The claimed technical solution can be implemented in the industrial production of medicines, in the activities of organizations of the pharmaceutical industry, healthcare, livestock through the use of well-known standard technical devices and equipment. This meets the criterion of "industrial applicability" presented to the invention.

Information sources

1. Detinenko L. D., Klimenko V. P., Podgorny V. F. and others. Means "Endoglukin" for the prevention and treatment of viral diseases of bees and stimulate the development of bee colonies. Description of the invention to patent RU 2038776, IPC 6 A01K 51/00. Priority from 01/22/1993. Published on July 9th, 1995.

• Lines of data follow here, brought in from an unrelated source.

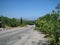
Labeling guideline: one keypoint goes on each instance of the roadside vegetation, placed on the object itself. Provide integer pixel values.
(49, 24)
(13, 22)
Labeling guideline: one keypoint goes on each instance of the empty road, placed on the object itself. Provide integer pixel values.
(9, 37)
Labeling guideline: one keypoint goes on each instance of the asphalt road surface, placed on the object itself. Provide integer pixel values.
(10, 37)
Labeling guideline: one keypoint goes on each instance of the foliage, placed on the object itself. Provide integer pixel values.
(50, 25)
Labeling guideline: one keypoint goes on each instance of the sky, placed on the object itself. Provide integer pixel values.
(27, 9)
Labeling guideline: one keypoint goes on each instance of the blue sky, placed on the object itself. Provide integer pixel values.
(27, 9)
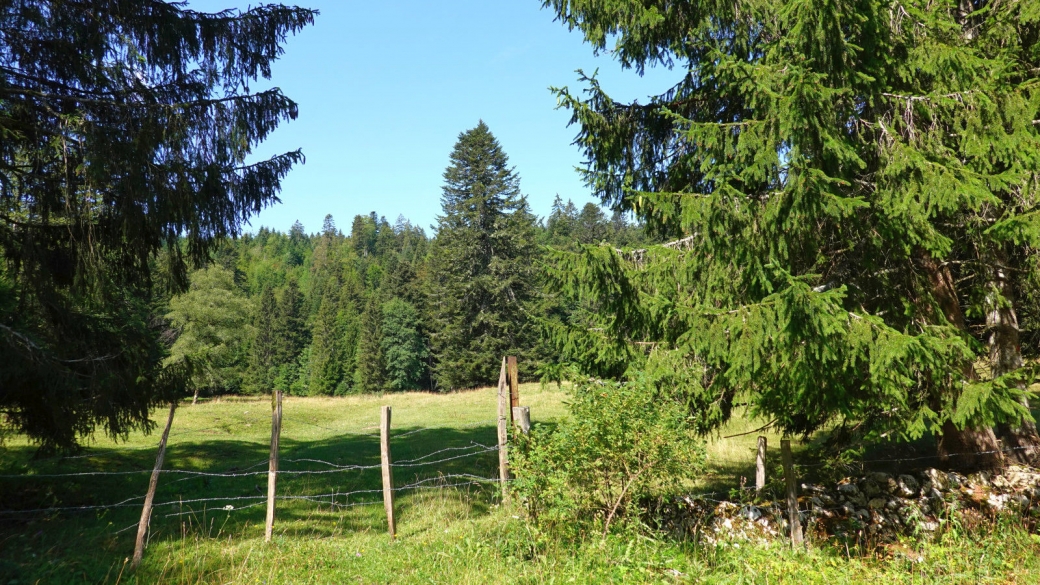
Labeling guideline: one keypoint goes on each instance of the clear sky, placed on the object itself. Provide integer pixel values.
(386, 86)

2. Leonova N.S. The use of bacterial endonuclease for the recovery of viruses from potatoes. Leonova N.S., Salganik R.I. // Siberian Bulletin of Agricultural Science, 1991, No. 5. - S.25-28.

3. Batalina T.A., Likhoshvay E.V., Penzikova G.A. Investigation of the effect of Actynomyces rimosus ribonuclease on the reproduction of certain viruses // Antibiotics, 1977, v. 22, No. 1, 25-28.

4. Leshchinskaya I. B. Nucleodepolymerase saprophytic bacteria. - Kazan: Kazan University Press, 1975, 180 p.

5. Starke G. Practical Virology. - M.: Kolos, 1970 .-- S, 126-128.

6. Karyshva A.F., Syurin V.N. Guide to Practical Virology (Reference Guide). - Chisinau: Publishing House "Shtinitsa", 1980. - 212 p.

Claims (2)

1. The method of using bacterial ribonuclease to suppress the reproduction of viruses, which consists in using the bacterial enzyme Bacillus intermedius 7P RNase to treat acute viral diseases of mammals and warm-blooded animals to suppress the multiplication of RNA and DNA-containing viruses. 2. The method according to claim 1, characterized in that they use a structurally identical RNase of the original Bacillus intermedius 7P strain to the ribonuclease of other Bacillus intermedius strains — selected, cloned, and engineering strains.